2) α and λ correspond to user-specified tolerances DMPFAC and MINSTP, respectively.
3) Kaneko (1978) provides some convergence theory for the linearized subproblem
4) In the following x+ = max(x,0)
5) Parameter p may be selected with input parameter NORM. The default value for p is +∞.
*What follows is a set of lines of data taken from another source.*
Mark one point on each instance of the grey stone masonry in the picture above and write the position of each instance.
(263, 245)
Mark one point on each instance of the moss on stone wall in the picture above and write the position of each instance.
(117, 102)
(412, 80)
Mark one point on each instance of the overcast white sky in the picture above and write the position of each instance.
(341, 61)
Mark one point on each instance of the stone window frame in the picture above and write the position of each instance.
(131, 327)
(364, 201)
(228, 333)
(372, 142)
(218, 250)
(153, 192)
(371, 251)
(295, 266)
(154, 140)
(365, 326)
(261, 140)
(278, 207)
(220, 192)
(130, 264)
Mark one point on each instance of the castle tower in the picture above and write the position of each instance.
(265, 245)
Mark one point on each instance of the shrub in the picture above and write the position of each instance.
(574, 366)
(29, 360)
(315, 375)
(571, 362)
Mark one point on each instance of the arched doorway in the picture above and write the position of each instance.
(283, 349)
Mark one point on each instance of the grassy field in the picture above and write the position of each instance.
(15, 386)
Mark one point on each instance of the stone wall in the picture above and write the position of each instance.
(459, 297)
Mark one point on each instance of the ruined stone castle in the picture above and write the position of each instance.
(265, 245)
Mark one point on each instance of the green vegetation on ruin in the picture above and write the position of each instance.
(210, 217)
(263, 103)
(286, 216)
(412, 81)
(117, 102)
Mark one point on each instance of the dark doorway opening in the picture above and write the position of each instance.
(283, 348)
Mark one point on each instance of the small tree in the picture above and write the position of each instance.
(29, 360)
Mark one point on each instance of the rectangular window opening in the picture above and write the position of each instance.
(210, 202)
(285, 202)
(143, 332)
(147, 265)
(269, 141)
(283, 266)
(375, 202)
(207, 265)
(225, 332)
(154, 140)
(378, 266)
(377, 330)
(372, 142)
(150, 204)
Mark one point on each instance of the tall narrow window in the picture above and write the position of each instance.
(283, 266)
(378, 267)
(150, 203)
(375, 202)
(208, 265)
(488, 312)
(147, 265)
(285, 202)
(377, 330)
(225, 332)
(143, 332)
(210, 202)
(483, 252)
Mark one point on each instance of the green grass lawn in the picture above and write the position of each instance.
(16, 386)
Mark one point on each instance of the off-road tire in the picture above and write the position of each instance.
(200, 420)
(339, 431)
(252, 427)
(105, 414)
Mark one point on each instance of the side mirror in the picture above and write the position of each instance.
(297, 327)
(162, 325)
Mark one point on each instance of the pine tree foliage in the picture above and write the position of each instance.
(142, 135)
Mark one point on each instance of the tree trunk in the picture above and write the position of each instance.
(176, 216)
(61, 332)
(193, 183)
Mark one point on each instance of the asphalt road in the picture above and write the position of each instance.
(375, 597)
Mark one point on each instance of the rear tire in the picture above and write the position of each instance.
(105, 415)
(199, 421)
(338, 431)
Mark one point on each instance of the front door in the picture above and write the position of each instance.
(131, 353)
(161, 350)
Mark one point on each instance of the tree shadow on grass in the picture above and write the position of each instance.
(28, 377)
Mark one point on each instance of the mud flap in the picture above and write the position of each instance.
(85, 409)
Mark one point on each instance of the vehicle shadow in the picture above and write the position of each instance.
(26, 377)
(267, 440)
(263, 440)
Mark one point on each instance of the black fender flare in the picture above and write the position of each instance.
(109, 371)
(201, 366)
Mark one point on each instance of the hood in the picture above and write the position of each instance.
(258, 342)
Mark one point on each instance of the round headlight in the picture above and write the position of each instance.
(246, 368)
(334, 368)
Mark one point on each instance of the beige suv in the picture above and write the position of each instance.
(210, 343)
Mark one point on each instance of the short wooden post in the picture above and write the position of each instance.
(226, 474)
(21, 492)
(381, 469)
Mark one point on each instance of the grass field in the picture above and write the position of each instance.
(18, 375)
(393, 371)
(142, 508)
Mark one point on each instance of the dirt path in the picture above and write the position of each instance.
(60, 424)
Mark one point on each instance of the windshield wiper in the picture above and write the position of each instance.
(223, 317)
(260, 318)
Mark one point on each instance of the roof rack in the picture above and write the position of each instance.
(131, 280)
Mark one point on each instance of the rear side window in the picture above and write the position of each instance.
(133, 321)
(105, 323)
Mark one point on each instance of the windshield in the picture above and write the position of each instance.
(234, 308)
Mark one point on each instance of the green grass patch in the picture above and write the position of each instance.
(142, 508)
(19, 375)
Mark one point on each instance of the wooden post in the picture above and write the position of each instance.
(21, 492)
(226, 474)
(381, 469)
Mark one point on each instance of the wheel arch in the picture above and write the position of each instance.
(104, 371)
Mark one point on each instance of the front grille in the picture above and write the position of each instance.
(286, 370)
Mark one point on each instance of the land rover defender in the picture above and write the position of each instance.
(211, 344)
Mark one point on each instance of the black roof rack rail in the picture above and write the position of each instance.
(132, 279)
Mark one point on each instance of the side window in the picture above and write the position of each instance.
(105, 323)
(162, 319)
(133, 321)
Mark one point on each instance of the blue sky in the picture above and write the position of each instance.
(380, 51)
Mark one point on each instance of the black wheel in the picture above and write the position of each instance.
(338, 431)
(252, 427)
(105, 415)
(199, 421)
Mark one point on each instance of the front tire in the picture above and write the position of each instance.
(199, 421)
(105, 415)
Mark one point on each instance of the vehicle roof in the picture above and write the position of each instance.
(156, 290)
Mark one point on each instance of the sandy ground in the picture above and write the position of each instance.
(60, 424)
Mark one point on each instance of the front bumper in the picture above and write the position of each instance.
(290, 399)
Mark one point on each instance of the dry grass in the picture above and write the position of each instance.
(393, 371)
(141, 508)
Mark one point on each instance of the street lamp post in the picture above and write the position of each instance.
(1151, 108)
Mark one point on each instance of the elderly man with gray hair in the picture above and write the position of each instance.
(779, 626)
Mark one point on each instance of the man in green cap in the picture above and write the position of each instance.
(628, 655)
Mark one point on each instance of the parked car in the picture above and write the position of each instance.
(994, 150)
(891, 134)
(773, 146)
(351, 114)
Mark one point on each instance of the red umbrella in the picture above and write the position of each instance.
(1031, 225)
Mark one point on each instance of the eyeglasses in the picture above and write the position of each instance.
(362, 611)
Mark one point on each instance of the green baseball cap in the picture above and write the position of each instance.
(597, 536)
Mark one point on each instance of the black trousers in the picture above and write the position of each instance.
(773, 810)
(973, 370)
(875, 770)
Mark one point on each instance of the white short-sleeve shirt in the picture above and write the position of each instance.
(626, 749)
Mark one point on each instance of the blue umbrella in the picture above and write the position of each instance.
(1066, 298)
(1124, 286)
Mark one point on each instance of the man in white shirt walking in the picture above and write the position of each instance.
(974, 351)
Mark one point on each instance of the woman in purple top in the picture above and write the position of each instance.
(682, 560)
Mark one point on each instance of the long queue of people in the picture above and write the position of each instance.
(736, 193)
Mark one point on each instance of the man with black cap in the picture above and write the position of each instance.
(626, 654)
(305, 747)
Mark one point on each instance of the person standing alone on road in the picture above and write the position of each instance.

6) In Miles, B0 is chosen using the initially assigned values for z. When zi <= li, then xBi = wi'; when zi >= ui, then xBi = vi; otherwise xBi = zi
7) The present version of the code simply sets B0 = -I and xB = w when the user-specified basis is singular. A subsequent version of the code will incorporate the algorithm described by Anstreicher, Lee, and Rutherford [1992] for coping with singularity.
8) If all structural variables are subject to finite upper and lower bounds, then no zi variables may be part of a homogeneous solution adjacent to a secondary ray. This does not imply, however, that secondary rays are impossible when all zi variables are bounded, as a ray may then be comprised of wi and vi variables.
9) Within GAMS, insert the line "OPTION SYSOUT=ON;" prior to the solve statement and resubmit the program in order to pass the MILES solver status file through to the listing.